野球肘
初回投稿日:2016.5.20
野球の投球動作では肘に多くの負荷がかかり痛みが出ることは広く知られています。
しかし一括りに野球肘といっても場所によって特徴があります。
またどれも無理をすれば競技休止、手術適応となります。
無理をせず、チームにも、自分の競技人生にも影響が出ないようにしっかりと考えましょう。

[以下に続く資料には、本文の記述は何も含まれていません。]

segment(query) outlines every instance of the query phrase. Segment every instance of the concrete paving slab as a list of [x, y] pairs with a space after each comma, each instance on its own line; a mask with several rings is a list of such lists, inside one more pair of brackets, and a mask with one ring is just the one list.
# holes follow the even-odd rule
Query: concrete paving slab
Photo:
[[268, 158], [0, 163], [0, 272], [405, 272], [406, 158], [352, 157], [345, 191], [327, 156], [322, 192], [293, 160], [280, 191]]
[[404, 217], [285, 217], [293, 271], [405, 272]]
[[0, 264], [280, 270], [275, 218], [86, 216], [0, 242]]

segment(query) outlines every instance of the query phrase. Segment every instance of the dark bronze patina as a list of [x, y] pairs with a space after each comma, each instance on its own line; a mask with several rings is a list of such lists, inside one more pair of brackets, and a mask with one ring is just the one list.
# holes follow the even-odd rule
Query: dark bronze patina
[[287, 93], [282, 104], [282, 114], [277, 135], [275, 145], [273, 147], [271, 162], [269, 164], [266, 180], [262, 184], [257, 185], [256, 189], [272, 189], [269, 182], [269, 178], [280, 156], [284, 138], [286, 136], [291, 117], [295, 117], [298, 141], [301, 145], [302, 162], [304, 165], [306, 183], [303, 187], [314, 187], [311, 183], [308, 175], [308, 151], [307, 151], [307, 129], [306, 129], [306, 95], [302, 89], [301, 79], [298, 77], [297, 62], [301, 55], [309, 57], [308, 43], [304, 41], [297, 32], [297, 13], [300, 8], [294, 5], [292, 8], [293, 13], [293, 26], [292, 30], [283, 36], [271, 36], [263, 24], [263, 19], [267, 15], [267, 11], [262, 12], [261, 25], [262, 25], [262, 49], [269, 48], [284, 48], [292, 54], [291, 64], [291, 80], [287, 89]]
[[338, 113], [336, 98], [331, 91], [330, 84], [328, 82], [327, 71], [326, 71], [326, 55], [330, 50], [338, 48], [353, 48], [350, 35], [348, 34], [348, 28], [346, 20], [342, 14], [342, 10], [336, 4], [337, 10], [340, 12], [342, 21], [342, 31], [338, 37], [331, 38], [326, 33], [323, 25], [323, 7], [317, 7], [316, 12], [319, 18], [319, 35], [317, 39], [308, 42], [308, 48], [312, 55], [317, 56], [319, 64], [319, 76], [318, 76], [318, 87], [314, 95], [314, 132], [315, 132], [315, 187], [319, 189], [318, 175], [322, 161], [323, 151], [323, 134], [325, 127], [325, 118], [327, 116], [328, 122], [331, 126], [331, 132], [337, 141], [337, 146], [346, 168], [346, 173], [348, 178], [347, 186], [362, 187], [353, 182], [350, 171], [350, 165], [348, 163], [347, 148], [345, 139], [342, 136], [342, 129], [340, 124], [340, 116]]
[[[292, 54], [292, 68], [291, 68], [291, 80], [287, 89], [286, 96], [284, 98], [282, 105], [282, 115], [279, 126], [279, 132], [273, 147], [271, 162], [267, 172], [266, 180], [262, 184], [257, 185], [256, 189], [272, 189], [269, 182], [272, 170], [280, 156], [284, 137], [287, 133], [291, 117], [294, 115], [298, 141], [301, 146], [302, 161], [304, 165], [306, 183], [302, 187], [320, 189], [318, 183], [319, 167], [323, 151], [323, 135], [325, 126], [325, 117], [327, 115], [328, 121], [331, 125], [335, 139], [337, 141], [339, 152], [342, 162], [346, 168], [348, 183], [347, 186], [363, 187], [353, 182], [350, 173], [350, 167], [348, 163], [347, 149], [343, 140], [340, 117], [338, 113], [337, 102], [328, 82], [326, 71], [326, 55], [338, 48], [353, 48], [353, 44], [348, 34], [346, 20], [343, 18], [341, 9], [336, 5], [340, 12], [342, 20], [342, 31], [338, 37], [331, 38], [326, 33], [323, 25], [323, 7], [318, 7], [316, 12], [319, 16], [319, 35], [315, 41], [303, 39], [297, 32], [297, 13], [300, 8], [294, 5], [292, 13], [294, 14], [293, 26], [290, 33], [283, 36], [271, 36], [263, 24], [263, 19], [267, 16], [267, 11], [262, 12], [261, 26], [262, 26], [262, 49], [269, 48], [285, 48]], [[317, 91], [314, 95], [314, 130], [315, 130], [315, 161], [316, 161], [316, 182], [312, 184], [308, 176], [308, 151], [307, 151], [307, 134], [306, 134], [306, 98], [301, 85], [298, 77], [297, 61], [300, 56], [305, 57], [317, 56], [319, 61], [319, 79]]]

もちろん自己判断ではなく、早めに接骨院・整形外科などの医療機関を受診することを強くお勧めします。
一般的な肘の痛みはこちらをご参考ください。
肘の内側の痛み
肘の外側の痛み(テニス肘)
【症状】
投球時に痛みが出ることはもちろん、ひどいものだと曲げたり伸ばしたりするだけでも痛みを出します。
手を握りこみ手首を動かす動作や、押さえた時の痛みが強く、競技後にしばらく疼くようないたみが続き、悪化すると力を入れるだけで激痛が走る様になります。
また症状の度合いによって痛みの出方に違いがあります。
またそれによって運動量を抑えるのか、休止する必要性があるかの判断が変わります。
この判断を間違えると競技休止の可能性もあります。
詳しくは「スポーツ障害の重症度と競技休止の目安」をご覧ください。
【原因】
痛みの原因
内側
内側の骨の出っ張りには、手首を下げる、指を曲げる筋肉がたくさん付いています。
指や手を酷使する事で、骨から引き離されるストレスが加わり炎症や柔軟性の低下が起こり痛みを出します。
野球では投球時のアクセレーション期(加速期)に手が肘より後ろに振られる反動で、内側のじん帯・筋肉に引き伸ばされるストレスがかかることで起きます。
また意外とボールが手から離れるときに指で押し出す動作でも負担がかかります。
外側
投球の際の内側のゆるみによって外側に押しつぶされるストレスが加わることで骨同士がぶつかり損傷します。
重度になると「離断性骨軟骨炎」を引き起こし、さらに進行すると軟骨が欠け、関節の邪魔をする「関節ねずみ」となりオペが適応となります。
早期の競技休止が必要です。
後側
後の骨には投球時に肘を思い切り伸ばすときの筋肉(上腕三頭筋)がついており、そこに繰り返しひっぱられるストレスが加わることで炎症を起こしたり、骨の一部がはがれることで起こります。
また勢いよく伸ばしきるため肘の骨同士の衝突が起こり痛みが出ます。
ストレスの原因
- 筋肉の柔軟性の低下
- 足のアーチの低下
- 過度な運動量、練習頻度
- 筋力不足
- 運動後のケア不足
- 悪いフォームでの運動
多くの場合、運動量が多すぎることが原因です。
その上、ケアもせず柔軟性がなくなっている子が多くみられます。
普段からの姿勢の悪さがフォームの乱れにつながっている子も多いです。
詳しくはスポーツ障害の原因をご覧ください。
【治療法】
安静
炎症を抑える、損傷部分を修復させるために、スポーツ障害の基本です。
完全休止が必要な場合もありますが、練習メニューを調節して運動量を減らすことが大切です。
詳しくは次項「自己ケア」をご覧ください。
ストレッチ
運動後のケアはもちろん大切ですが、硬くなって機能の落ちてしまった筋肉の柔軟性を上げるためにも行います。
詳しくは「リハビリ」をご覧ください。
野球肘に有効なストレッチは次項「自己ケア」をご覧ください。
テーピング
筋肉の動きをサポートするためや、関節を固定し強制的に安静にするものがあります。
てつ接骨院では固定して、無理やり競技を行うことはお勧めしません。
痛みの除去・軽減をし目的としたピックアップテープ、筋肉の動きをサポートするキネシオテーピング療法を行い、負荷を減らして調整していきます。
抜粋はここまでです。